For showing the double series $\sum_{i,j \in \mathbb{Z}^+}\frac{1}{i^2 + j^2}$ diverges, I can compare the partial sums with the double integral:
$$\sum_{i=1}^I\sum_{j=1}^J\frac{1}{i^2 + j^2} > \int_1^{I+1}\int_1^{J+1} \frac{dxdy}{x^2 + y^2}$$
and take limit of the integral as $I,J \to \infty$. I know that $dxdy/(x^2+y^2)$ behaves like $rdrd\theta/r^2$ in polar coordinates so the integral should diverge like $\log(r)$ as $r \to \infty$.
I'm having trouble seeing how the region $[1,I+1]\times[1,J+1]$ is transformed in polar coordinates and I'd like to see a rigorous proof that the integral diverges.
Thank you.
Best Answer
Assuming WLOG that $J \leqslant I$ and changing variables as $x = 1+s, \, y = 1+t$, we have
$$\begin{align} A_{I,J}=\int_1^{I+1}\int_1^{J+1} \frac{dx \, dy}{x^2 + y^2}\end{align} \geqslant \int_0^{J}\int_0^{J} \frac{ds \, dt}{s^2 + t^2 + 2(s+t) + 2}$$
Now switch to polar coordinates $s = r \cos \theta, \, t = r \sin \theta $.
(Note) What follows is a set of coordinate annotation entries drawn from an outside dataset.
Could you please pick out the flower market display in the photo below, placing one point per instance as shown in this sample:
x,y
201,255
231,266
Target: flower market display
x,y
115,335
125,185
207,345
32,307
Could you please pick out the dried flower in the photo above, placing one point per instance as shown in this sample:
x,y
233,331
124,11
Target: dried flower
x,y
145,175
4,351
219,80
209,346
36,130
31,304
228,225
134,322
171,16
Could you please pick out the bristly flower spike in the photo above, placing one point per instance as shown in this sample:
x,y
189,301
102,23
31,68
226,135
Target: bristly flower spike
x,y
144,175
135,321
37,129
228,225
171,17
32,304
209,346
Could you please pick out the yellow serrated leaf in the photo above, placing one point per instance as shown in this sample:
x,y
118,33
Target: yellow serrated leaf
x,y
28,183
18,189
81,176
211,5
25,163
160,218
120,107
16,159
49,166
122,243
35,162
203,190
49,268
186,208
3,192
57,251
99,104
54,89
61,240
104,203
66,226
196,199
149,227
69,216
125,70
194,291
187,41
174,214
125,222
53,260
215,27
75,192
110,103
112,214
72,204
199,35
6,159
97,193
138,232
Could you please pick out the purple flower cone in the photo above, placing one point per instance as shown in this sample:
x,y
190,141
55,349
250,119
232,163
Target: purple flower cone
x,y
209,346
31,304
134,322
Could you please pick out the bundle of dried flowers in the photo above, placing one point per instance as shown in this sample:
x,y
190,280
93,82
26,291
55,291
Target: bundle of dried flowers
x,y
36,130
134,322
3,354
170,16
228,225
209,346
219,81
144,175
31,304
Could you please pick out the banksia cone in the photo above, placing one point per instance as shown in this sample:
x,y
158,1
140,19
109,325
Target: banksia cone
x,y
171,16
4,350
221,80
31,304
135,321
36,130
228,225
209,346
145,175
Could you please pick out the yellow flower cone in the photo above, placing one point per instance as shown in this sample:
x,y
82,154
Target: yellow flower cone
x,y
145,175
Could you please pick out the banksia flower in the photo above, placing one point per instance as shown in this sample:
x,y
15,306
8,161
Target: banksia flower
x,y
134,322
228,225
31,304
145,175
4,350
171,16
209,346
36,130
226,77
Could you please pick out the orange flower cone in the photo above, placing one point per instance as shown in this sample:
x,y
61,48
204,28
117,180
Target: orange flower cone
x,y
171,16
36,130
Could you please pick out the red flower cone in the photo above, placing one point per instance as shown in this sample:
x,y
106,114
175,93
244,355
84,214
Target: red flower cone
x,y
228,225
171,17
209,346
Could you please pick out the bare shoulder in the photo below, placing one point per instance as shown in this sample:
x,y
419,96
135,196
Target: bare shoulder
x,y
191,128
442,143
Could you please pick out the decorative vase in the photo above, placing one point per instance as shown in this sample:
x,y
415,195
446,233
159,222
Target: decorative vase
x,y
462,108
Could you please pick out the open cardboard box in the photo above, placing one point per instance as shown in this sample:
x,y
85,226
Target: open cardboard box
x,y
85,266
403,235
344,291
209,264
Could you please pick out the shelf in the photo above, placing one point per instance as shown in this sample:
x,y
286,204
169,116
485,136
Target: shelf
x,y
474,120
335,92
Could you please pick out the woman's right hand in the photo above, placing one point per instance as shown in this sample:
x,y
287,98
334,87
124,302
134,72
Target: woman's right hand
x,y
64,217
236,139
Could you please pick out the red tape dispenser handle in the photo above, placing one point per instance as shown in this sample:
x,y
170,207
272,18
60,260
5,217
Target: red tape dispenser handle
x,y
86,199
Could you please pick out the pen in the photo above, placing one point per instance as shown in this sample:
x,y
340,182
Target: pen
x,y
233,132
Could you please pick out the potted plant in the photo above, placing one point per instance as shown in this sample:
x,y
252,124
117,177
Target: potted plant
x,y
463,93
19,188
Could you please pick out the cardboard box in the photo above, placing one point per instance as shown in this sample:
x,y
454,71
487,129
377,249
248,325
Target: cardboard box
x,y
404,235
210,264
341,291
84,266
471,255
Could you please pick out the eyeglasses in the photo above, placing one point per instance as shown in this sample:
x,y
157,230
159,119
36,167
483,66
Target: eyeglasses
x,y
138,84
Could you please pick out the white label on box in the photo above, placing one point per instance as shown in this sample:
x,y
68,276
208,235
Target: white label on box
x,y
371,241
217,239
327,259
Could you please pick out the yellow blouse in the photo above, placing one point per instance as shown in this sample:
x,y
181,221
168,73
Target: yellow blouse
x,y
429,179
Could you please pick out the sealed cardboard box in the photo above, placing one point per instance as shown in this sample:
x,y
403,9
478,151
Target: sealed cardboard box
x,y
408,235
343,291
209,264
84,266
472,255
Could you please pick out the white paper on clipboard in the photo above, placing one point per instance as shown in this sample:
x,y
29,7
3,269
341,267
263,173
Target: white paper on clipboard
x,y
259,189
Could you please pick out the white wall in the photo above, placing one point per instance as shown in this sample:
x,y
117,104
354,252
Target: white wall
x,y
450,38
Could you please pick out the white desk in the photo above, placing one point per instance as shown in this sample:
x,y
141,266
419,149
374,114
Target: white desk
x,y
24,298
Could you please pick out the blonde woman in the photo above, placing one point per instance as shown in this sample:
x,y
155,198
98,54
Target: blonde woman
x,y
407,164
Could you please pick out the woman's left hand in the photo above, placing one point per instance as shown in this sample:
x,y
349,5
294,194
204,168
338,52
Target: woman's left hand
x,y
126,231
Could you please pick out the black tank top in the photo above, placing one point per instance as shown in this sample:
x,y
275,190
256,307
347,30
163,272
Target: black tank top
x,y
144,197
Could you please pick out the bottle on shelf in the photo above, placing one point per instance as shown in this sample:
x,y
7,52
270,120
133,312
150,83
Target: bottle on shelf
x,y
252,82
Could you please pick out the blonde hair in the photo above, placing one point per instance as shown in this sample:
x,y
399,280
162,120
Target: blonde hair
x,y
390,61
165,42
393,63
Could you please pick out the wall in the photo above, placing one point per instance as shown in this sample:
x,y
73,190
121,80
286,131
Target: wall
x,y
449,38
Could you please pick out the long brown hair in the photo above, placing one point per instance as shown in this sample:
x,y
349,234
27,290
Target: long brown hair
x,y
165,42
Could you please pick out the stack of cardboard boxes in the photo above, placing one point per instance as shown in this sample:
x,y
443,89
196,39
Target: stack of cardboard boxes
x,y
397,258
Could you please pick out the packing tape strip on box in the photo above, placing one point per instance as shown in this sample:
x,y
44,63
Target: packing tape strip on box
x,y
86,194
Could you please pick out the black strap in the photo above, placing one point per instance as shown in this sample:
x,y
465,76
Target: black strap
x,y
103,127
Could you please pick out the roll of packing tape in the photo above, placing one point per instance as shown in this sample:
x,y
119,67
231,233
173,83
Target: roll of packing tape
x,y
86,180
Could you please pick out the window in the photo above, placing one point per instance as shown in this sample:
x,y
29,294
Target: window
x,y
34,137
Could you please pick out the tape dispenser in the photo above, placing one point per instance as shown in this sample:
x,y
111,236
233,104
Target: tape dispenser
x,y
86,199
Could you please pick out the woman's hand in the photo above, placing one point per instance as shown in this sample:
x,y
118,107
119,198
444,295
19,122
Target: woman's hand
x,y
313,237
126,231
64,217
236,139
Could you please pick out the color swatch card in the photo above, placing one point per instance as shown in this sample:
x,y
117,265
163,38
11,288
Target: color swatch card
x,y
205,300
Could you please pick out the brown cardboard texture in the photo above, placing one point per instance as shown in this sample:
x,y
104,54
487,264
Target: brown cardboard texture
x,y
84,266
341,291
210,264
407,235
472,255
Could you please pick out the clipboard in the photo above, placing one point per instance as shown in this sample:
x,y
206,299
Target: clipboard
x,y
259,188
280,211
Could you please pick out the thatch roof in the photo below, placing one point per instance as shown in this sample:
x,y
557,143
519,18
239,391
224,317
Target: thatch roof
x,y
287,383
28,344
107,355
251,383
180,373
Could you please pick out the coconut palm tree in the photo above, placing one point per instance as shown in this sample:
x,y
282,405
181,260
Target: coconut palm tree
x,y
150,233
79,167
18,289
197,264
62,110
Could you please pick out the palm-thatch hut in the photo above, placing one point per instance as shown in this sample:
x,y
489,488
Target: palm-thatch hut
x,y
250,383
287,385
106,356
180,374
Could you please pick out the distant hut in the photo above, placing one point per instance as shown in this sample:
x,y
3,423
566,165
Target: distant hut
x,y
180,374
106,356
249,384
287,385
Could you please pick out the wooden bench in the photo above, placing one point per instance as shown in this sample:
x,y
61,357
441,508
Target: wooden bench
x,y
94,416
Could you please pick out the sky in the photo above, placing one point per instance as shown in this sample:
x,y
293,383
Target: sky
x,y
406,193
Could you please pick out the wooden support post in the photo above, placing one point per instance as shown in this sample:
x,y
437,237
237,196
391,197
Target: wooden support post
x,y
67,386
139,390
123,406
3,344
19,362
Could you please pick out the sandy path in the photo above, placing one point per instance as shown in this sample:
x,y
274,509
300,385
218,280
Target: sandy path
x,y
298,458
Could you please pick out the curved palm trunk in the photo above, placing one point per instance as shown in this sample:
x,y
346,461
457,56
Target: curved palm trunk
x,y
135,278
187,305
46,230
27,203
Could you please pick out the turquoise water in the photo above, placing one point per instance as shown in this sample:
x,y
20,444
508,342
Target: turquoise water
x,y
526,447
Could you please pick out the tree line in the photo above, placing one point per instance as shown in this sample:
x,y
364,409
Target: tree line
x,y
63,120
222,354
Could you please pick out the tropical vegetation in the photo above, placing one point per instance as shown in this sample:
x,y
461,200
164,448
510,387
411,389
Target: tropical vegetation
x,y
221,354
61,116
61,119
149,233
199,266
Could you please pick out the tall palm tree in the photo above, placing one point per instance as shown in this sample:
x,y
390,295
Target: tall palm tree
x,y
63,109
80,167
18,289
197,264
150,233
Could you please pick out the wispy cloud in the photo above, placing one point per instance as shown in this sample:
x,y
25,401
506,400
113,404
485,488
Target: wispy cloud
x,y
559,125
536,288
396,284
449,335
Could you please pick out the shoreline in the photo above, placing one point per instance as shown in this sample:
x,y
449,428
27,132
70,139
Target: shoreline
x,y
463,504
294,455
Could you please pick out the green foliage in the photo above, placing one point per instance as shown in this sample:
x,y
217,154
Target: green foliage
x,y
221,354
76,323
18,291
The sector $S = \{(r,\theta): 0 \leqslant r \leqslant J, \,0 \leqslant \theta \leqslant \pi/2\}$ is a subset of the square $[0,J]^2$. Since the integrand is nonnegative and $1 \leqslant \cos \theta + \sin \theta \leqslant \sqrt{2}$ for $0 \leqslant \theta \leqslant \pi/2$ we have
$$\begin{align}A_{I,J} &\geqslant \int_0^{\pi/2}\int_0^J \frac{r\, dr\, d\theta}{r^2 + 2r(\cos \theta + \sin \theta)+2}\\ &\geqslant \int_0^{\pi/2}\int_0^J \frac{r\, dr\, d\theta}{r^2 + 2\sqrt{2}r+2} \\ &= \frac{\pi}{2}\int_0^J\frac{r}{(r+\sqrt{2})^2} \, dr \\ &=\frac{\pi}{2}\int_0^J\frac{1}{r+\sqrt{2}} \, dr - \frac{\pi}{2}\int_0^J\frac{\sqrt{2}}{(r+\sqrt{2})^2} \, dr \\ &= \frac{\pi}{2}\left(\log(J + \sqrt{2}) + \frac{\sqrt{2}}{J + \sqrt{2}} - (1 + \log \sqrt{2}) \right)\end{align}$$
The RHS tends to $+\infty$ as $I,J \to \infty$.